By Kevin Fallon
Actor Cory Monteith’s tragic death at age 31 is a gutting loss for countless reasons. And while the fallout for his show Glee is practically inconsequential compared to the pain his family and friends now face, it’s inevitable that Fox’s writers must at some point address the dilemma.
Deadline reports that the first two episodes of season five of the series have already been written, and shooting was set to begin as early as next month. A number of TV series have had to deal with an actor’s death in the midst of a run before—just this past year, TNT’s Dallas reboot was forced to write the death of Larry Hagman into the show. But with scripts already written and production about to begin, Glee is facing an unenviable time crunch, making the question of how Monteith’s death will affect the show an especially pressing one.

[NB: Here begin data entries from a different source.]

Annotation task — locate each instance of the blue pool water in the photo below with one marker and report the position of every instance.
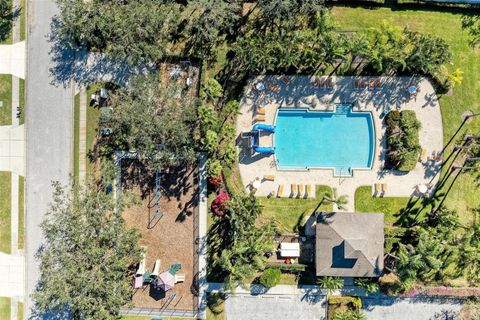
(311, 139)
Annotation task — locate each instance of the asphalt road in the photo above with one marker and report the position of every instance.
(48, 137)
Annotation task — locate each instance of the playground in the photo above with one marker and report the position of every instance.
(166, 218)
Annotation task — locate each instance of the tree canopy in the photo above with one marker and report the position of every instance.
(86, 255)
(156, 121)
(239, 248)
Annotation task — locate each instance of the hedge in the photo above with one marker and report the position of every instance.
(287, 267)
(355, 302)
(402, 139)
(270, 277)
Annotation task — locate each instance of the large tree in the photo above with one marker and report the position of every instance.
(86, 255)
(207, 23)
(240, 246)
(471, 23)
(156, 121)
(136, 31)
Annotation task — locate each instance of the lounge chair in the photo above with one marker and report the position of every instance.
(384, 188)
(260, 110)
(180, 277)
(378, 188)
(300, 190)
(174, 268)
(363, 84)
(280, 191)
(385, 111)
(308, 189)
(294, 189)
(138, 282)
(141, 265)
(156, 268)
(259, 117)
(330, 83)
(423, 156)
(322, 82)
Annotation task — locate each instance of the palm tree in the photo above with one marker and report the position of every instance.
(339, 202)
(330, 283)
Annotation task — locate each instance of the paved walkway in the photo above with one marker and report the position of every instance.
(302, 94)
(14, 214)
(12, 59)
(12, 149)
(202, 237)
(82, 143)
(49, 123)
(11, 281)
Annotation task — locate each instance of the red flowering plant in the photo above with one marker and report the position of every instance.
(219, 203)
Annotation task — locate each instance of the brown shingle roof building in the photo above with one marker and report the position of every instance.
(349, 244)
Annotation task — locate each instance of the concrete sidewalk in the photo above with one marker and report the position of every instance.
(12, 149)
(12, 59)
(12, 279)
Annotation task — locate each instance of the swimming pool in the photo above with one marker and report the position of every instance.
(341, 140)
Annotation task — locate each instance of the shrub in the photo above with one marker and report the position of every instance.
(270, 277)
(402, 139)
(219, 203)
(295, 267)
(354, 302)
(368, 284)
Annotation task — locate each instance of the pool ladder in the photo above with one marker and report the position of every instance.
(342, 109)
(342, 172)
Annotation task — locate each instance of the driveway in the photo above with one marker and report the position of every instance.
(410, 308)
(277, 307)
(49, 128)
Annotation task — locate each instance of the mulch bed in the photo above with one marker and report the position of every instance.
(172, 238)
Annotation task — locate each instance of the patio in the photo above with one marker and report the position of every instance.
(169, 238)
(308, 92)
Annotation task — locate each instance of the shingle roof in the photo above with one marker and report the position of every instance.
(349, 244)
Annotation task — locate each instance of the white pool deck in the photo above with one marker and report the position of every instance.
(299, 92)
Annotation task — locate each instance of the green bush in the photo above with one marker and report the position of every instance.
(270, 277)
(402, 139)
(389, 242)
(354, 302)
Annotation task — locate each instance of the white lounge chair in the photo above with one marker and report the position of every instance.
(179, 277)
(156, 268)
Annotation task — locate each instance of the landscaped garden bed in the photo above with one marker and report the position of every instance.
(402, 139)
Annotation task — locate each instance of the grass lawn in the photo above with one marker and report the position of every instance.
(22, 101)
(5, 208)
(4, 308)
(21, 211)
(76, 136)
(6, 98)
(6, 34)
(463, 194)
(391, 207)
(289, 213)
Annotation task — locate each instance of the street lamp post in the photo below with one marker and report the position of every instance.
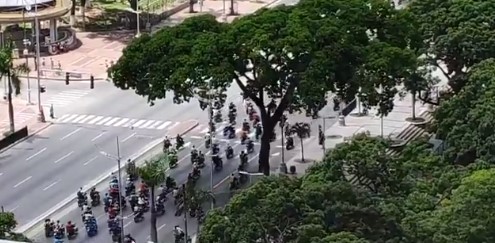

It is, as tragic as seems, the typical response for TV series to kill off the character when an actor dies in the middle of a show’s run. When John Spencer died of a heart attack in 2005, his character, Leo McGarry, met the same fate on seventh season of The West Wing. When John Ritter died in September 2003, 8 Simple Rules took a two month hiatus before returning with an episode that began with Ritter’s character succumbing to an off-screen heart-attack. When Suddenly Susan actor David Strickland killed himself in 1999, the character died on the show, too.
The Sopranos and the Dallas reboot both turned to computer trickery to create a few final scenes with its departed actors—Nancy Marchand in The Sopranos and Hagman in Dallas—before having the characters die on the show, too.